- Disney’s proxy battle is expected to cost the company and rival hedge funds at least $70 million.
- Retail investors make up a big chunk of Disney shareholders, and it’s expensive to reach them.
- The outcome of the shareholder vote could change Disney’s direction, but its impact is still unclear.
This week’s big Disney shareholder vote is supposed to be a seismic event — a referendum on the future of one of the world’s most important entertainment companies.
Maybe!
But we can definitively say that the Disney proxy battle, which concludes on Wednesday, has been a nice boost for a collection of consultants and media companies.

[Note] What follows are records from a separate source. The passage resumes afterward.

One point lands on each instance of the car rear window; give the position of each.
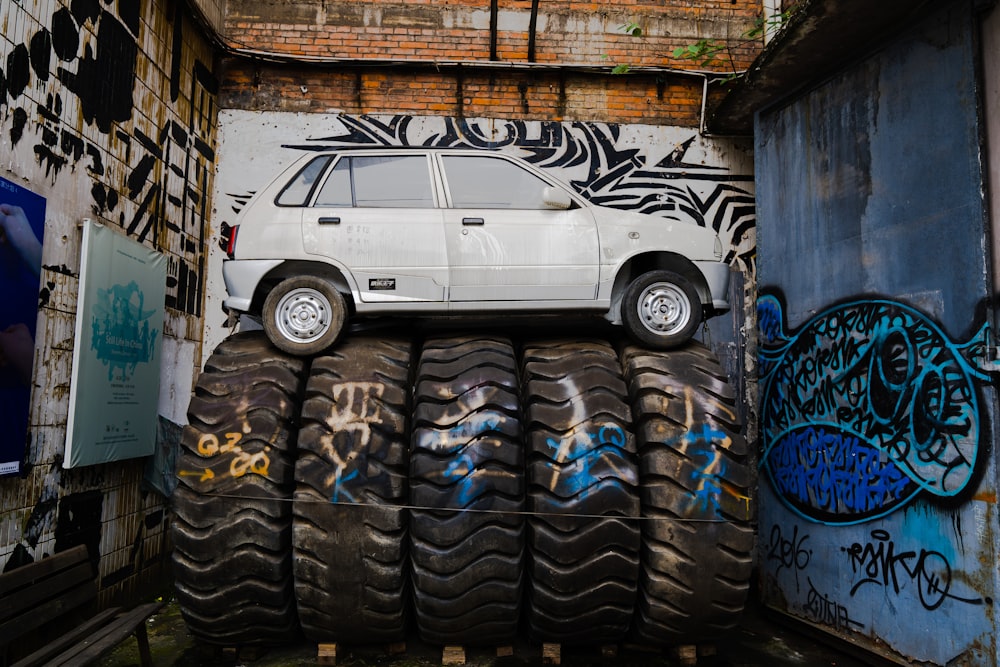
(383, 181)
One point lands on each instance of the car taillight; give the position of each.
(231, 241)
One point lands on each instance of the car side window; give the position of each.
(378, 181)
(296, 193)
(337, 189)
(398, 181)
(491, 182)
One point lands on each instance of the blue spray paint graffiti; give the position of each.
(866, 406)
(580, 461)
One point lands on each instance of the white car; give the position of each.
(437, 231)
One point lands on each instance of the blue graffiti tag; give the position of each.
(865, 406)
(578, 462)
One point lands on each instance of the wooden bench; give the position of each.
(44, 594)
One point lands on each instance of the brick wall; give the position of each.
(447, 59)
(462, 92)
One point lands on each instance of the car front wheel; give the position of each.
(304, 315)
(661, 309)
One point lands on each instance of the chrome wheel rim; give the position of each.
(303, 315)
(664, 308)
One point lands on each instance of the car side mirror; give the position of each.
(556, 198)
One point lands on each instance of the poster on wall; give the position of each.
(22, 225)
(116, 357)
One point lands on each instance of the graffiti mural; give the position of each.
(866, 406)
(71, 89)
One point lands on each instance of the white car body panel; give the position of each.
(521, 255)
(368, 241)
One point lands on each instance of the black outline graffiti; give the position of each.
(866, 405)
(880, 564)
(823, 609)
(790, 552)
(102, 78)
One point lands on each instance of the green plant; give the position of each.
(706, 52)
(709, 52)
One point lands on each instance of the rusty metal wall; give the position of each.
(878, 399)
(108, 111)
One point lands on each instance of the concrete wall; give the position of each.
(878, 401)
(108, 111)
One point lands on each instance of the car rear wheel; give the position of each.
(661, 309)
(304, 315)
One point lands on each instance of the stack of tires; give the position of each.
(469, 487)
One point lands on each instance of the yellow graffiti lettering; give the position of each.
(243, 463)
(208, 444)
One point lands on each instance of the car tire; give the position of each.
(583, 502)
(661, 309)
(349, 529)
(232, 521)
(304, 315)
(467, 490)
(696, 483)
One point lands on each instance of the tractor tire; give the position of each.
(696, 482)
(232, 524)
(583, 502)
(467, 489)
(349, 529)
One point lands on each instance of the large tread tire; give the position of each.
(583, 502)
(696, 483)
(232, 522)
(466, 476)
(349, 530)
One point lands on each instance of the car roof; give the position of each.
(320, 149)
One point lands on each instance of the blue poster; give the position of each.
(116, 356)
(22, 225)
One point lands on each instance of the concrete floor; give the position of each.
(758, 642)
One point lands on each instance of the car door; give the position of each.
(376, 215)
(505, 244)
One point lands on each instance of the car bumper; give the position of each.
(242, 277)
(717, 276)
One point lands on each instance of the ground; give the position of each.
(757, 642)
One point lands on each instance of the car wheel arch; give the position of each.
(667, 261)
(291, 269)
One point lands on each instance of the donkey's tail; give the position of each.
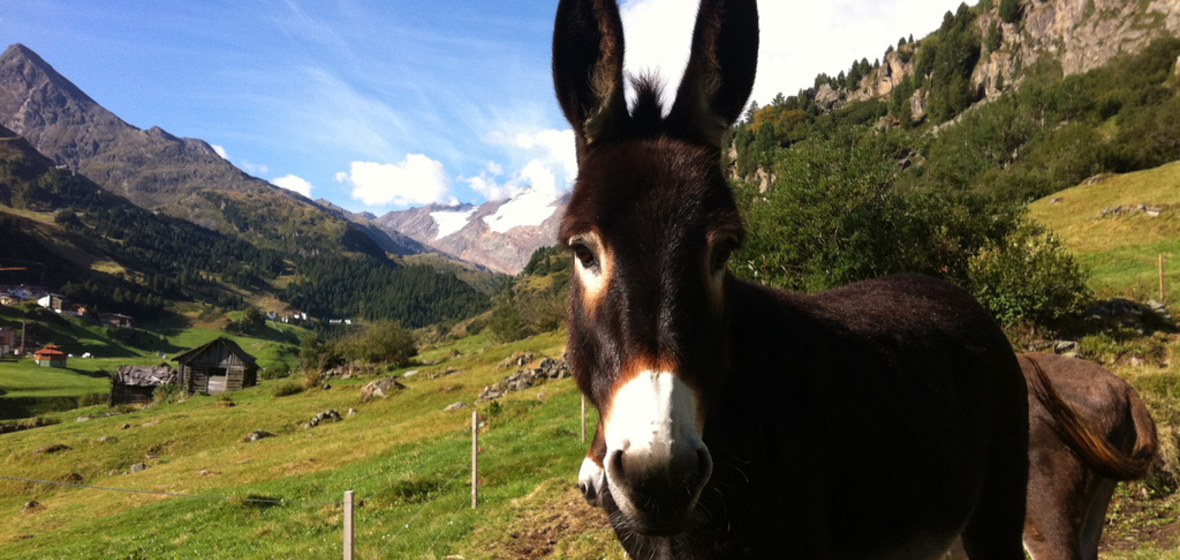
(1093, 448)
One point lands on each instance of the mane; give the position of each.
(647, 113)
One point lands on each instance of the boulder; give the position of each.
(322, 417)
(454, 407)
(259, 434)
(380, 388)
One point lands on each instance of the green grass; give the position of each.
(1121, 251)
(404, 456)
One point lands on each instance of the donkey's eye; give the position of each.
(584, 256)
(721, 254)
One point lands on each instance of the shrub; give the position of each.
(166, 393)
(384, 341)
(287, 388)
(92, 399)
(275, 373)
(1028, 276)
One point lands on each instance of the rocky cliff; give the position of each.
(159, 171)
(1079, 34)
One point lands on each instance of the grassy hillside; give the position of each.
(27, 389)
(1122, 249)
(405, 456)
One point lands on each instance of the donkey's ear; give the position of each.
(720, 73)
(588, 67)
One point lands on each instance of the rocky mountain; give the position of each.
(158, 171)
(499, 235)
(1077, 34)
(391, 241)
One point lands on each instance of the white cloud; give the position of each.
(550, 165)
(529, 208)
(255, 169)
(417, 179)
(294, 183)
(798, 40)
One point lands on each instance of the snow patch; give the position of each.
(529, 208)
(450, 221)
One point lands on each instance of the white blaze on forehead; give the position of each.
(651, 414)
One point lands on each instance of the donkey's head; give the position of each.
(650, 225)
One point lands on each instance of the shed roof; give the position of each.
(50, 350)
(188, 355)
(145, 375)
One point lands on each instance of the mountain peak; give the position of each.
(24, 61)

That’s because Disney and the hedge funds battling for seats on the company’s board of directors are expected to spend some $70 million to wrangle votes over the course of the campaign.
That’s a record for a proxy fight, and it’s in large part because of the unique nature of Disney’s shareholder base: As The New York Times pointed out, nearly 40% of Disney shares are owned by individual investors, as opposed to big funds like Vanguard.
So that means Disney and its rivals — Nelson Peltz’s Trian Partners, as well as Blackwells Capital — have to work hard to wrangle each vote for this week’s election, just like with a traditional political campaign.
That money gets spent on all kinds of stuff: “proxy solicitors” like Okapi Partners who engineer get-out-the-vote efforts; custom websites laying out the sides’ arguments; and even ads in consumer media — like, for instance, Business Insider’s daily email newsletter, which features a pro-Disney ad in Monday’s edition.
Again, it’s entirely unclear what will happen to Disney if Trian or Blackwells win their campaigns — simply getting some of their reps on Disney’s board doesn’t necessarily mean that Disney CEO Bob Iger will run the company any differently.
But Iger and his lieutenants are taking the vote very seriously, and so are their opponents, and that means money for lots of other people in the meantime.